LINDA WERTHEIMER, HOST:
Our last word in business today is a winning equation.
Now consider this math problem. How much money would you win if you placed a $2,300 bet at 66 to one odds?
RENEE MONTAGNE, HOST:
Over a decade ago, a British man named Nicholas Newlife made that very bet. He put his money on Roger Federer winning seven Wimbledon titles. Newlife died three years ago, but he left his betting ticket to the international charity Oxfam.
WERTHEIMER: Oxfam's Andy Barton admits that as a Brit, he was a bit torn while watching that match on Sunday.
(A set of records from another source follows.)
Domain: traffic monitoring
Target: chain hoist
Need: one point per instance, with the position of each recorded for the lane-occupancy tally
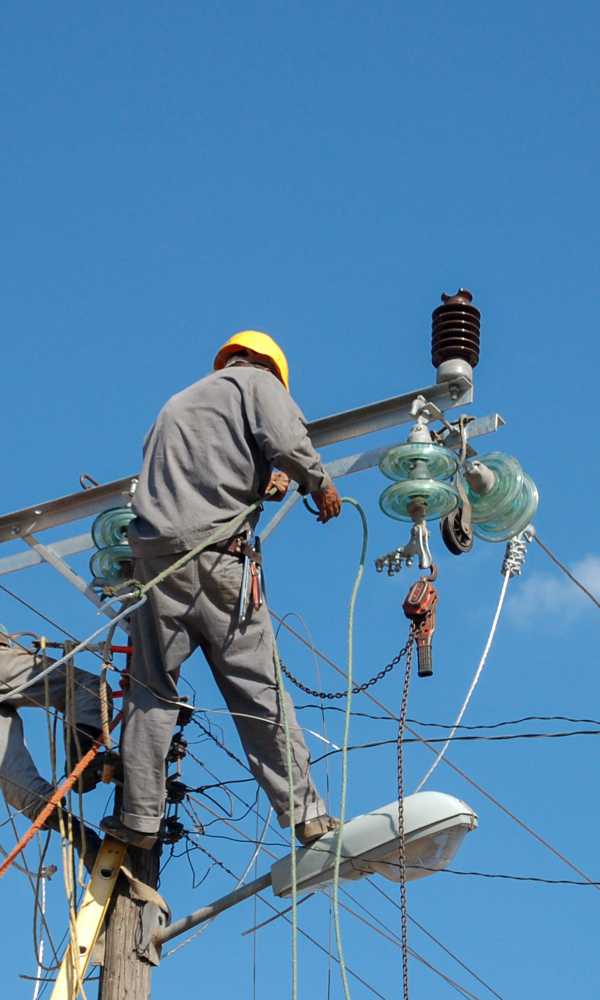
(420, 608)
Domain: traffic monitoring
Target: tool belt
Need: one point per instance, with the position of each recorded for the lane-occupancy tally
(238, 546)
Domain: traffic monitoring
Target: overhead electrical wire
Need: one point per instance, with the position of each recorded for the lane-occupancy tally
(474, 682)
(454, 767)
(245, 838)
(566, 571)
(371, 881)
(281, 842)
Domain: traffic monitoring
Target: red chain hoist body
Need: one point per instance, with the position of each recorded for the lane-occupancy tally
(419, 606)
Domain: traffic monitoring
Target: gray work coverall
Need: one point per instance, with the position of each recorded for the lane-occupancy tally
(209, 455)
(23, 786)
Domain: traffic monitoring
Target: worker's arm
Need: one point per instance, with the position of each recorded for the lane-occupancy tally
(279, 429)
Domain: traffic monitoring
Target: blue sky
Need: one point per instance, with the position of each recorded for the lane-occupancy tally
(172, 173)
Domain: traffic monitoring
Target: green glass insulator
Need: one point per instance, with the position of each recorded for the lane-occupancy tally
(112, 564)
(110, 527)
(514, 518)
(402, 500)
(488, 507)
(418, 461)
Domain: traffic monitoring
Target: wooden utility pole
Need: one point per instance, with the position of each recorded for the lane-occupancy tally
(125, 976)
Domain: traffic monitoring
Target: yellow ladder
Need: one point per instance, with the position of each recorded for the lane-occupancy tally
(90, 917)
ANDY BARTON: The first time that we've had a British player in the finals for 74 years, so half of me kept instinctively cheering for Andy Murray at critical moments of the match, and then suddenly starting to think, oh my gosh. No, I should be backing Federer because this is going to make such a big difference to Oxfam.
MONTAGNE: Federer did win the match, giving him his seventh Wimbledon title.
BARTON: I was obviously extremely pleased when that happened.
WERTHEIMER: So did you work out the math problem? Newlife's bet paid out more than $150,000 to Oxfam.
MONTAGNE: Oxfam's Barton says the funds will be directed towards the current food crisis in West Africa. And he adds, he still hopes Andy Murray will make a comeback.
That's the business news on MORNING EDITION from NPR News. I'm Renee Montagne.
WERTHEIMER: And I'm Linda Wertheimer.